Sky News Australia has been barred from uploading content to YouTube for seven days after “violating medical misinformation policies” by posting a number of videos denying the existence of Covid-19 or encouraging people to use hydroxychloroquine or ivermectin.

Youtube imposed the ban on Thursday afternoon and not disclosed which Sky News program the videos were from but said there were “numerous” offending videos which have now been removed.

Sky News Australia’s YouTube channel, which has 1.85 million subscribers, has been issued a strike and will be unable to upload new videos or livestreams for the next week.

Sky News Australia said it “expressly rejects” claims that any hosts ever denied the existence of Covid-19 and that “no such videos were ever published or removed”.

The broadcaster said “a review of old videos published to the channel” had uncovered material that did not comply with YouTube’s policies.

“We support broad discussion and debate on a wide range of topics and perspectives which is vital to any democracy,” a Sky News Australia spokesperson said.

“We take our commitment to meeting editorial and community expectations seriously.”

Videos that did not violate policies and were posted prior to Thursday are still available online.

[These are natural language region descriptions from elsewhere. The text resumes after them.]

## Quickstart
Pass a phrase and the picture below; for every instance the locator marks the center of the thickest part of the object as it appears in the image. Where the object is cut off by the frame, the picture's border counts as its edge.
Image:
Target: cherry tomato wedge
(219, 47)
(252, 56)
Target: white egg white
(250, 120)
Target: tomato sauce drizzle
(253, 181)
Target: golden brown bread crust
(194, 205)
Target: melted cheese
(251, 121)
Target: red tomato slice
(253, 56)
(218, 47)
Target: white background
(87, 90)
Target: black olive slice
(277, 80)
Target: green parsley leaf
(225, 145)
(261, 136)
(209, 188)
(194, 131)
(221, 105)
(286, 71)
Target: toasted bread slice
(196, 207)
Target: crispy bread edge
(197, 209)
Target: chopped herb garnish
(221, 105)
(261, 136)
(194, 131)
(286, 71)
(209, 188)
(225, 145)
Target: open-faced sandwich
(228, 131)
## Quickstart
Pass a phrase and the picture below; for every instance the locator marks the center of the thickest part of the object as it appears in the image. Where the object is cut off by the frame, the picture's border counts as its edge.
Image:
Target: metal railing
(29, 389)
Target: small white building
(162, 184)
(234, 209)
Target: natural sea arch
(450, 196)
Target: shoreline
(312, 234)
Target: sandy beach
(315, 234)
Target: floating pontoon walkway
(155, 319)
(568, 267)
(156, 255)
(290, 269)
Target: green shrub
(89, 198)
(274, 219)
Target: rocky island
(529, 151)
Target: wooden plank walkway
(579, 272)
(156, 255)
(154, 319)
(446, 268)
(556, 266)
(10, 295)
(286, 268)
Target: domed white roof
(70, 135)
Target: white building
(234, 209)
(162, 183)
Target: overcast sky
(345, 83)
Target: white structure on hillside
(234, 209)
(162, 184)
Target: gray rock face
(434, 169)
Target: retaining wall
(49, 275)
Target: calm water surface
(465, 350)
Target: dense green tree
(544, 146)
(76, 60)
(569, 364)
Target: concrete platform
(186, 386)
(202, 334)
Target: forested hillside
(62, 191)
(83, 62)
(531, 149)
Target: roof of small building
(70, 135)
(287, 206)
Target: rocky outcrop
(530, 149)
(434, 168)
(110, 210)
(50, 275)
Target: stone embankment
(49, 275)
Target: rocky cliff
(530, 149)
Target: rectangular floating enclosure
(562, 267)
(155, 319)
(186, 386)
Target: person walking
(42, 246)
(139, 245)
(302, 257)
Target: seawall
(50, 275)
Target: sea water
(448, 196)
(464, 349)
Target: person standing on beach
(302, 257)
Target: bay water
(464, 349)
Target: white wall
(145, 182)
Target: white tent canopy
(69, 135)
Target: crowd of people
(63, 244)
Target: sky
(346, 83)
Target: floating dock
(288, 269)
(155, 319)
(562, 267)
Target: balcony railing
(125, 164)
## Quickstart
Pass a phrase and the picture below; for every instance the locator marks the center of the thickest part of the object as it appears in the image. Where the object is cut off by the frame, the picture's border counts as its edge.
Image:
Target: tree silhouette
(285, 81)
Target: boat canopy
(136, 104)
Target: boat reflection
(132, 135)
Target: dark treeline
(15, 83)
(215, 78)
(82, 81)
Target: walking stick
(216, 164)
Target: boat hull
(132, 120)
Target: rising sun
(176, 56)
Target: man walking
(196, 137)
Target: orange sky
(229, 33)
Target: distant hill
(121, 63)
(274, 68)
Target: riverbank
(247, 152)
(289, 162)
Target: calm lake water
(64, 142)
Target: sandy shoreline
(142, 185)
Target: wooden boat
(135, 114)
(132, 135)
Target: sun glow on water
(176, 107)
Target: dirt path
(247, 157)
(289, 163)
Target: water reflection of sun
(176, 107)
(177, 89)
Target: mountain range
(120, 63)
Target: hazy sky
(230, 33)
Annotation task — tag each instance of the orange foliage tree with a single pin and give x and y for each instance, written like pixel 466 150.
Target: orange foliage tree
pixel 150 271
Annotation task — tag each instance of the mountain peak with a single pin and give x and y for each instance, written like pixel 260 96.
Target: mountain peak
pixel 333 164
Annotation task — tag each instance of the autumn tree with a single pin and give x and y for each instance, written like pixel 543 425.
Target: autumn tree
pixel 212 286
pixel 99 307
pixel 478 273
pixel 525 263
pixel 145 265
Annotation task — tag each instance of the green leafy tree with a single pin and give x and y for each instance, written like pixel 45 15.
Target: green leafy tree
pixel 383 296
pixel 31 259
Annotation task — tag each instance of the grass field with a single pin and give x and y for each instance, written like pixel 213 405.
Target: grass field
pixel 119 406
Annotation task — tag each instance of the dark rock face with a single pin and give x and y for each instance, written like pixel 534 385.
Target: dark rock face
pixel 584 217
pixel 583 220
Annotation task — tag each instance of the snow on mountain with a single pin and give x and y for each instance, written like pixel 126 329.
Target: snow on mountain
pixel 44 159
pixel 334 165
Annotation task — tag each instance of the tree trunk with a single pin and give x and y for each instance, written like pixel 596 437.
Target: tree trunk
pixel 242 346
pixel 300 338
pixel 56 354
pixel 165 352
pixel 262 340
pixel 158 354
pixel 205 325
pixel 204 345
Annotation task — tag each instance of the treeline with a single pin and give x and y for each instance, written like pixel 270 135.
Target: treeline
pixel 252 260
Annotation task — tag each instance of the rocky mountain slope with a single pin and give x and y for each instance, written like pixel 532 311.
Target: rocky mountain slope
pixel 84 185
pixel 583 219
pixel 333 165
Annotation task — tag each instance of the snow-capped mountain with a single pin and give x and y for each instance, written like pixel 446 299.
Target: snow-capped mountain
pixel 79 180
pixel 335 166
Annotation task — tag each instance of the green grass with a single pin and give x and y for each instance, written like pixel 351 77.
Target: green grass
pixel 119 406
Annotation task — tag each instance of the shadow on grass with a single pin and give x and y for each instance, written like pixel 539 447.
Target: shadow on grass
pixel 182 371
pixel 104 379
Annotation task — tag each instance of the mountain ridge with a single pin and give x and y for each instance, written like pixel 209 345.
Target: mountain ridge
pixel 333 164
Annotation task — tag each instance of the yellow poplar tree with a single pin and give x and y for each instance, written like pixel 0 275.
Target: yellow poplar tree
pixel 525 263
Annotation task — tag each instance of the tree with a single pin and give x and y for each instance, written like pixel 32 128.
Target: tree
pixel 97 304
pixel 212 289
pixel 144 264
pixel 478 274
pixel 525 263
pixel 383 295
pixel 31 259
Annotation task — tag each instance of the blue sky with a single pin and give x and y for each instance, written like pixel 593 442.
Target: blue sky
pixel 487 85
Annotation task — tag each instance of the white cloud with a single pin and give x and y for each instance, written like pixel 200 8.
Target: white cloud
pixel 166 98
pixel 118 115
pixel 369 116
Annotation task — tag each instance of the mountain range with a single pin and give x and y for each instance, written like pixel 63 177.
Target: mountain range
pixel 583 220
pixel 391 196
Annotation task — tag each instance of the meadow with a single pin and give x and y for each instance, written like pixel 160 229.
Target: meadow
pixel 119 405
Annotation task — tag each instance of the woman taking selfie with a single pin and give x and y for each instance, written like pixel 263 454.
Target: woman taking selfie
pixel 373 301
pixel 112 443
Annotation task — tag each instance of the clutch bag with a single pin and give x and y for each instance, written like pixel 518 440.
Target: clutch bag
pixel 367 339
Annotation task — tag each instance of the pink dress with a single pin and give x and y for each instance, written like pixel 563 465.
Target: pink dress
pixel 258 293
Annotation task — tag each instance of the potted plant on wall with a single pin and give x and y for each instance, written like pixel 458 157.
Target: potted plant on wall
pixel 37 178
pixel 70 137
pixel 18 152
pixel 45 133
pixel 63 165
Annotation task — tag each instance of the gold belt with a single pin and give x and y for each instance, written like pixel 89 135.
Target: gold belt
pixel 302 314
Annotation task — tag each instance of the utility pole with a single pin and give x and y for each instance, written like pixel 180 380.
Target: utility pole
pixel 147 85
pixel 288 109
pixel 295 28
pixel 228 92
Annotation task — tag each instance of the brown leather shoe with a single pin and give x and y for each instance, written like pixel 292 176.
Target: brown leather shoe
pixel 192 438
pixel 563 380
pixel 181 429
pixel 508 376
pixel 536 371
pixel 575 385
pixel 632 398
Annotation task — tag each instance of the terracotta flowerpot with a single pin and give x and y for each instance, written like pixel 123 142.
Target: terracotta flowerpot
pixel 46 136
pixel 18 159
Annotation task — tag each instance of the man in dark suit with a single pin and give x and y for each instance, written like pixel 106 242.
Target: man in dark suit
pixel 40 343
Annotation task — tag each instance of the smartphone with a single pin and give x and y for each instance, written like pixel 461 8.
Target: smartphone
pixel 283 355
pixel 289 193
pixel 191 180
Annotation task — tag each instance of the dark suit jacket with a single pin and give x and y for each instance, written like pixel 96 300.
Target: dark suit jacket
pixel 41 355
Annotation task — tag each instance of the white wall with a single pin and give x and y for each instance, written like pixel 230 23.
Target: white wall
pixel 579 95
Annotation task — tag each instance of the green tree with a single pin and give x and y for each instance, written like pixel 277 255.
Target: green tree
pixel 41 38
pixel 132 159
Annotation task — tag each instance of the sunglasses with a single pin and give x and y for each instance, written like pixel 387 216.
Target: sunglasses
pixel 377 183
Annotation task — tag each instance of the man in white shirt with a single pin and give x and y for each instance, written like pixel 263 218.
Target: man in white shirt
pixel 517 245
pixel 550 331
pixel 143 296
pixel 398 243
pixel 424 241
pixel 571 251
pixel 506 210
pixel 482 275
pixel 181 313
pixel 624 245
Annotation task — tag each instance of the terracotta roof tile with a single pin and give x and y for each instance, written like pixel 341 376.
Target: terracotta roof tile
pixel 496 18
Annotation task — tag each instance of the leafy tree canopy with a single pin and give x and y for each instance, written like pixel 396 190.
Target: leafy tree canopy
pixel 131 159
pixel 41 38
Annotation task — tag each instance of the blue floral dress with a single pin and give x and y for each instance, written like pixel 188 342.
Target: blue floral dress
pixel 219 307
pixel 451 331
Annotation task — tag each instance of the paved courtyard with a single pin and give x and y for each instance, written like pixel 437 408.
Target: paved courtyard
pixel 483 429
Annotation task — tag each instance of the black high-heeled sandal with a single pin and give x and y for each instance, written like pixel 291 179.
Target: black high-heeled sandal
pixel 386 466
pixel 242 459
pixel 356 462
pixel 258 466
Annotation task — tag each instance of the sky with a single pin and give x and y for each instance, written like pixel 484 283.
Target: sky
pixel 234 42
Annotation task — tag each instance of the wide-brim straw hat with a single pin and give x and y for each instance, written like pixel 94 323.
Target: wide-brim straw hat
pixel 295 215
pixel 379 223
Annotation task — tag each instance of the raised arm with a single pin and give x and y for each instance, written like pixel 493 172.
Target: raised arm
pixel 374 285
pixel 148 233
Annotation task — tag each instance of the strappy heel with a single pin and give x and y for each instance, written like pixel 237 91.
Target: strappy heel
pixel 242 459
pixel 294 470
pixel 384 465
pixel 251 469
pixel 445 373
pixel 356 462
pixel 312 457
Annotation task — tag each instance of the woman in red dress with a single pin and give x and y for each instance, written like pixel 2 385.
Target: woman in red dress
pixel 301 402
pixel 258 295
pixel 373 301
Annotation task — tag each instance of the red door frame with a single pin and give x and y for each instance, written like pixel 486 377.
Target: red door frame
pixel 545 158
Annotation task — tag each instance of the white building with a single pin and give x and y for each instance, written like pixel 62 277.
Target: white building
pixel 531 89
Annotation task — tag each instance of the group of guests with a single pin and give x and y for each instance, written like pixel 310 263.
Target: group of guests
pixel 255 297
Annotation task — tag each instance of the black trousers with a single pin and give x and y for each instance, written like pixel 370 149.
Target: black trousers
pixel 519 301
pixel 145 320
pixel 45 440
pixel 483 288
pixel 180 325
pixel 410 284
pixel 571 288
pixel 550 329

Three strikes in the same 90-day period will result in the permanent removal of a channel from YouTube.

“We have clear and established Covid-19 medical misinformation policies based on local and global health authority guidance, to prevent the spread of Covid-19 misinformation that could cause real-world harm,” a YouTube spokesperson told Guardian Australia.

“We apply our policies equally for everyone regardless of uploader, and in accordance with these policies and our long-standing strikes system, removed videos from and issued a strike to Sky News Australia’s channel.

“Specifically, we don’t allow content that denies the existence of Covid-19 or that encourages people to use hydroxychloroquine or ivermectin to treat or prevent the virus. We do allow for videos that have sufficient countervailing context, which the violative videos did not provide.”

Sky’s YouTube channel has grown in two years from 70,000 subscribers to 1.85m, which is higher than ABC News or any other local media company.

One of the most popular videos, with 4.6m views, is Jones’s “Australians must know the truth – this virus is not a pandemic”, which was posted at the height of the pandemic last year.